Electromyography (EMG)

In normal skeletal muscle, EMG detects little to no spontaneous activity after resolution of the insertion potentials elicited by needle placement, unless there is normal electrical activity from placement of a needle very close to a motor end plate or there is recruitment of motor units (action potentials) from muscle contractions. Animals with abnormalities in the electrical conduction system within muscle or denervation of motor units will show abnormal spontaneous electrical activity including complex repetitive discharges, myotonic discharges and positive sharp waves. Denervated muscle will show spontaneous electrical activity largely characterized by fibrillation potentials and positive sharp waves. EMG therefore confirms the presence and location of neuropathy or myopathy but may not help specifically establish the disorder present beyond diseases with very well defined and specific EMG anomalies such a myotonia. EMG can provides information that can be used to select further diagnostics such as nerve conduction tests or the most suitable site for nerve or muscle biopsy.

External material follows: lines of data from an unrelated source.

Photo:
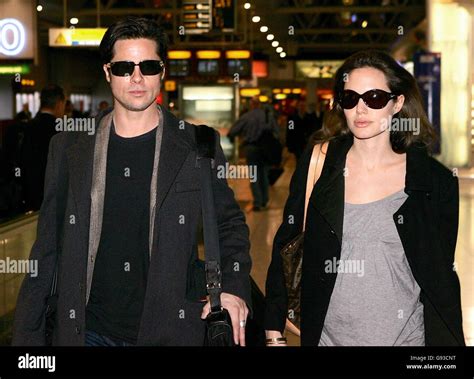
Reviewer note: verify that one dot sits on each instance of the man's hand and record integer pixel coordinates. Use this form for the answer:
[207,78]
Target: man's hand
[238,312]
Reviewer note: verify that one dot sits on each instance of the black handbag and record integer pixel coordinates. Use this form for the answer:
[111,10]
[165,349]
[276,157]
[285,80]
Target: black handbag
[219,331]
[292,252]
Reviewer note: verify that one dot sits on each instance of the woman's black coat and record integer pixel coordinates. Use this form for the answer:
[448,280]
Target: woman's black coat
[427,224]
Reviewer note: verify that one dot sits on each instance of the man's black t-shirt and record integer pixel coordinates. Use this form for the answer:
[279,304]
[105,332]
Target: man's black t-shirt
[120,273]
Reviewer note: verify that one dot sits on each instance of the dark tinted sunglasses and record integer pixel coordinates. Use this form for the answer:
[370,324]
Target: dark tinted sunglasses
[375,98]
[125,68]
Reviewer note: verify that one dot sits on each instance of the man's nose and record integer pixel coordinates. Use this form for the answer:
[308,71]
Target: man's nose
[136,75]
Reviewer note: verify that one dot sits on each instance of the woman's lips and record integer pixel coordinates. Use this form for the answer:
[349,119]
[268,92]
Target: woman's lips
[362,124]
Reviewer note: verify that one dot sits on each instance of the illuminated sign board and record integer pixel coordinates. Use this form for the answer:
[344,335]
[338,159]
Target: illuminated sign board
[12,37]
[14,69]
[223,15]
[65,37]
[316,69]
[17,36]
[197,16]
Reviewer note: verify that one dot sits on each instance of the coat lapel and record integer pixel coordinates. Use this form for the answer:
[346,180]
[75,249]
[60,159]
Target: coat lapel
[328,193]
[80,157]
[173,154]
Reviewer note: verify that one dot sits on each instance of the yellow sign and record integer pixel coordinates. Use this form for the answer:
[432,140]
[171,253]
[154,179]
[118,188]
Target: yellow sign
[237,54]
[75,36]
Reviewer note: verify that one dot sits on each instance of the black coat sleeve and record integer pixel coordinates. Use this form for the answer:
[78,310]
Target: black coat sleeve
[449,222]
[233,235]
[276,299]
[29,321]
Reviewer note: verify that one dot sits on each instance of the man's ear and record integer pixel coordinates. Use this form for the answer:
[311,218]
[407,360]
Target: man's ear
[107,72]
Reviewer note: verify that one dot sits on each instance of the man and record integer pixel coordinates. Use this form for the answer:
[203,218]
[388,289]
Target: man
[38,135]
[252,125]
[298,131]
[132,213]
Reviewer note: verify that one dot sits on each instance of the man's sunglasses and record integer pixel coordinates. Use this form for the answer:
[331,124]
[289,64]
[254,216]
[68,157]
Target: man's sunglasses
[375,98]
[126,68]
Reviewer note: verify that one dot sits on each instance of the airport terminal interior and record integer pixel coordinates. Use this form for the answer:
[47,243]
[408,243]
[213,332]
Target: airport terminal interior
[226,57]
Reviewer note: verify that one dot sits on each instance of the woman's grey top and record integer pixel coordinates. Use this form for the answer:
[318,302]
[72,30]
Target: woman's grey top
[376,300]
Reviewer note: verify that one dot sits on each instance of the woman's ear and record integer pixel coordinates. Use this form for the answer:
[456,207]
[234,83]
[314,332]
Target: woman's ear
[107,72]
[399,104]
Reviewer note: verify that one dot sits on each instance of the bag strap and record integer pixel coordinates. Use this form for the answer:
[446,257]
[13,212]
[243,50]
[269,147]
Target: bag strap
[206,139]
[314,172]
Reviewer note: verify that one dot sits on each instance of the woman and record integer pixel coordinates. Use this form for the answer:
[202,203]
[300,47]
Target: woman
[381,223]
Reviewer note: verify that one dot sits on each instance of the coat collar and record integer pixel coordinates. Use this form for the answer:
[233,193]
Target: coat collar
[418,167]
[328,193]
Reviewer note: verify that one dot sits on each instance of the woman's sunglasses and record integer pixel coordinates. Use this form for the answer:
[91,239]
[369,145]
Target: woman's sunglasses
[126,68]
[375,98]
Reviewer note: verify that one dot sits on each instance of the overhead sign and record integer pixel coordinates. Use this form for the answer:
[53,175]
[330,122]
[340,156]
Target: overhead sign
[14,69]
[17,35]
[63,37]
[197,16]
[316,69]
[223,15]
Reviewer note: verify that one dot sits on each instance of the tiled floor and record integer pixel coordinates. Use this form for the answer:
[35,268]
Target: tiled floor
[263,226]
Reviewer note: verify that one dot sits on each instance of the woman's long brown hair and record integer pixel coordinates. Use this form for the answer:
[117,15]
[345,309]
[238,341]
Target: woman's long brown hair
[400,82]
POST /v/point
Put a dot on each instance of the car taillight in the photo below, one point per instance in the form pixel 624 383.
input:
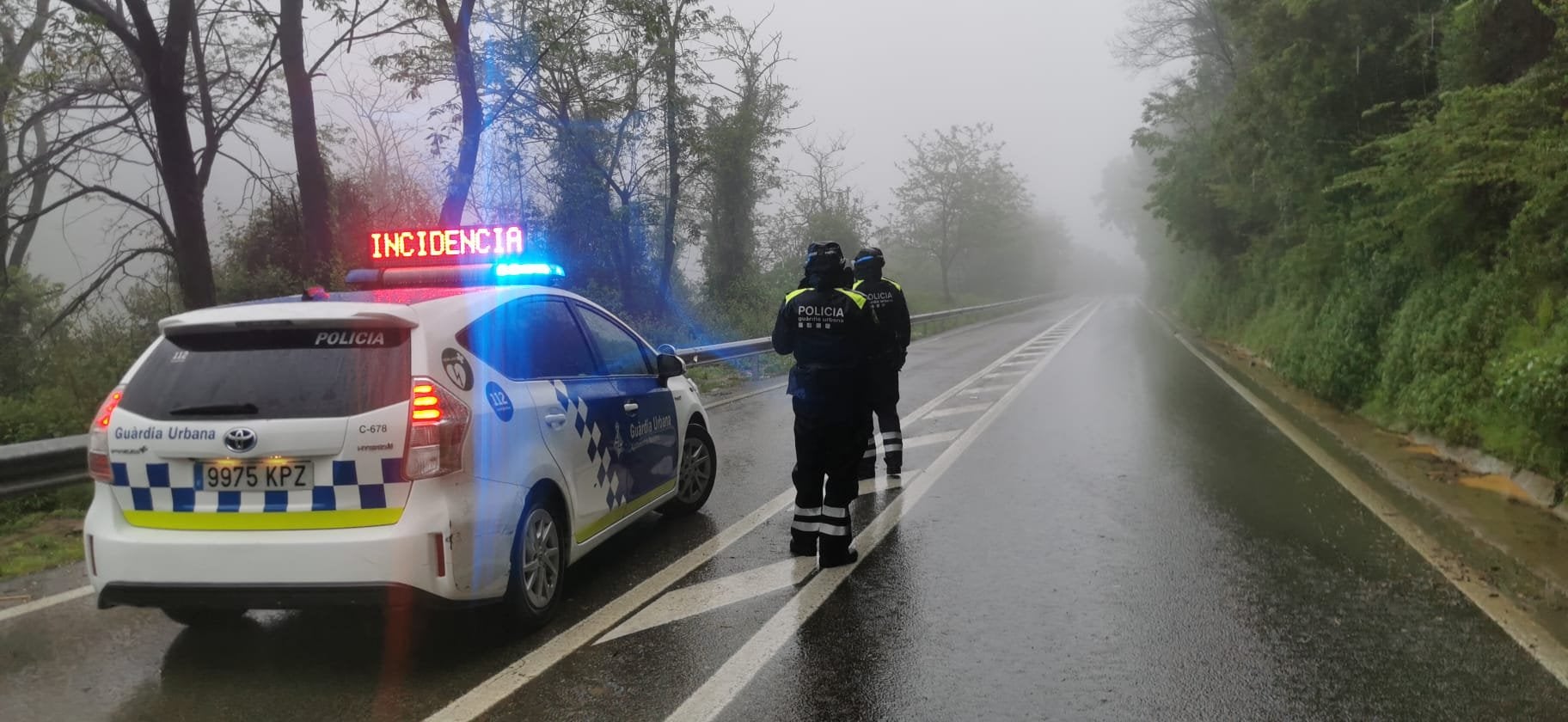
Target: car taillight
pixel 98 437
pixel 436 426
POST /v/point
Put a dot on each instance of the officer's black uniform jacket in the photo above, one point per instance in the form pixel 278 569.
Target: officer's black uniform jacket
pixel 886 298
pixel 833 334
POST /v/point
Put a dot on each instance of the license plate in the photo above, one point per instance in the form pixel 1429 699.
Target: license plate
pixel 270 475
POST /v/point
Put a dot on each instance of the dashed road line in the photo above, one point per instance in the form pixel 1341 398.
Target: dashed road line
pixel 720 689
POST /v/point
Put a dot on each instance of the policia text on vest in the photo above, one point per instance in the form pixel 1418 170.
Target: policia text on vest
pixel 886 298
pixel 833 334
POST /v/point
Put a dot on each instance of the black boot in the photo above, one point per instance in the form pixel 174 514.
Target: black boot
pixel 839 558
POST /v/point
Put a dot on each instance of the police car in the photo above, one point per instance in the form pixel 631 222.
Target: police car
pixel 449 434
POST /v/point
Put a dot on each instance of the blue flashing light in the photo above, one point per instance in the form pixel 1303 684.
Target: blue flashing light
pixel 513 270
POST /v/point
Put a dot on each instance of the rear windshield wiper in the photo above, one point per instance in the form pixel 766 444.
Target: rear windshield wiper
pixel 215 411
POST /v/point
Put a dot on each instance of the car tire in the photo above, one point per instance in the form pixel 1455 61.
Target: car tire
pixel 203 617
pixel 698 474
pixel 538 561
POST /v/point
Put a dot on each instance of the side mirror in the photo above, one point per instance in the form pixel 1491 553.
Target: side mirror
pixel 670 365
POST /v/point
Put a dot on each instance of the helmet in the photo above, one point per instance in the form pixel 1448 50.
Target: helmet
pixel 869 264
pixel 825 259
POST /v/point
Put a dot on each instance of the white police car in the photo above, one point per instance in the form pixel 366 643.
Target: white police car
pixel 441 437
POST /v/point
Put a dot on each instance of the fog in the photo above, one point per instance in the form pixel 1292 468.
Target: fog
pixel 879 70
pixel 1040 70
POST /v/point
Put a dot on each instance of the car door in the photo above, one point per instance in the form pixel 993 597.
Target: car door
pixel 651 434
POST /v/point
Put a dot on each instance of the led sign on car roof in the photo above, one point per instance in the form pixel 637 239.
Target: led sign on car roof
pixel 469 255
pixel 445 246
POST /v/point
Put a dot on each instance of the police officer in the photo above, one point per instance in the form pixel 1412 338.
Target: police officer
pixel 886 298
pixel 833 333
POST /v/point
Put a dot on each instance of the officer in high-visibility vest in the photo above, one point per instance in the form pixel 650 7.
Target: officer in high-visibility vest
pixel 886 298
pixel 831 333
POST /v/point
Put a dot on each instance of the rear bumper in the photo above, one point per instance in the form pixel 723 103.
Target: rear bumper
pixel 273 596
pixel 372 566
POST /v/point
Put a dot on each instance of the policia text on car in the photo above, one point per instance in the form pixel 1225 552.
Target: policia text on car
pixel 833 334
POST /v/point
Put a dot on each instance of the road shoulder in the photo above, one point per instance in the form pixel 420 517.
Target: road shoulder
pixel 1515 546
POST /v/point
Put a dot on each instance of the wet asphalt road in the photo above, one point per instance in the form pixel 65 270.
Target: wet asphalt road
pixel 1126 539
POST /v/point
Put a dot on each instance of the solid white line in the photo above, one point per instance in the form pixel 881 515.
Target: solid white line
pixel 515 676
pixel 1509 616
pixel 720 689
pixel 532 664
pixel 882 483
pixel 46 602
pixel 930 439
pixel 704 597
pixel 959 411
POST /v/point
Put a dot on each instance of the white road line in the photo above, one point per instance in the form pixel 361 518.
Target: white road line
pixel 959 411
pixel 720 689
pixel 989 389
pixel 1004 375
pixel 1501 609
pixel 46 602
pixel 930 439
pixel 515 676
pixel 704 597
pixel 882 483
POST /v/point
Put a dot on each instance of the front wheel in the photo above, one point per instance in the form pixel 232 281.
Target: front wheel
pixel 538 564
pixel 698 470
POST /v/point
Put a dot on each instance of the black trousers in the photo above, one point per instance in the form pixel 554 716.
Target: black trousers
pixel 883 396
pixel 828 440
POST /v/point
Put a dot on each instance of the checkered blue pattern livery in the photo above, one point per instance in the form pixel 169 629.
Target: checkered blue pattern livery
pixel 339 486
pixel 604 445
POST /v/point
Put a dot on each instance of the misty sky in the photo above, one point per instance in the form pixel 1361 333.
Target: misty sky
pixel 1037 70
pixel 1040 70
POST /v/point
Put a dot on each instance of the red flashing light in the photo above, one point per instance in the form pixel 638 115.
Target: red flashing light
pixel 445 246
pixel 107 409
pixel 98 439
pixel 438 423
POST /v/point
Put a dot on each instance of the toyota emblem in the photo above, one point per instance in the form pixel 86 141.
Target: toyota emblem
pixel 240 440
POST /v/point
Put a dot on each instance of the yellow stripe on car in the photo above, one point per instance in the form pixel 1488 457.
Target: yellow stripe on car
pixel 623 511
pixel 342 519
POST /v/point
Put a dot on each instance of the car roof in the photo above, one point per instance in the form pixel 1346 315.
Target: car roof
pixel 395 303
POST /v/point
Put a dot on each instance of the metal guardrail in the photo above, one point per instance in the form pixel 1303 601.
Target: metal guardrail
pixel 44 464
pixel 703 356
pixel 57 462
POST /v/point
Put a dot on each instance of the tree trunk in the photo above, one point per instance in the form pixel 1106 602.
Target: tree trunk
pixel 165 72
pixel 314 194
pixel 947 293
pixel 671 150
pixel 628 257
pixel 472 113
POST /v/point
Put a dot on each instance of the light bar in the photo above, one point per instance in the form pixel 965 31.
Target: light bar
pixel 445 246
pixel 511 270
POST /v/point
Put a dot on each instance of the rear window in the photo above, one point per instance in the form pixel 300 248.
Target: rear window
pixel 272 373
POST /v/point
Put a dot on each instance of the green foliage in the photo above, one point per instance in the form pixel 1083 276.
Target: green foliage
pixel 1379 204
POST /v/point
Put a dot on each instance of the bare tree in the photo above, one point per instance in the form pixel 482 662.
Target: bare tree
pixel 957 194
pixel 1164 32
pixel 173 64
pixel 744 125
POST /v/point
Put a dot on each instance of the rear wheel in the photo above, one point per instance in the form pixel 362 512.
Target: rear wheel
pixel 538 563
pixel 698 470
pixel 192 616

Ultrasonography: Useful for identification of muscle trauma, crepitus, fibrosis and atrophy. Normal muscles have a fairly uniform echogenic pattern with echodense bands of fascia running throughout. Contralateral muscle can be used for comparison when a lesion is suspected. Disruption of muscles with acute injury appears as hypoechoic regions in the muscle with loss of normal striation. Hematomas may appear as loculated regions. The muscle becomes more echogenic as it repairs and may develop regions of mineralization.

Thermography and Scintigraphy: Quantitates the amount of heat produced over different areas of the body. Not commonly used but presents a simple means of determining involved muscle groups. Scintigraphy has also been used to document involved muscle groups.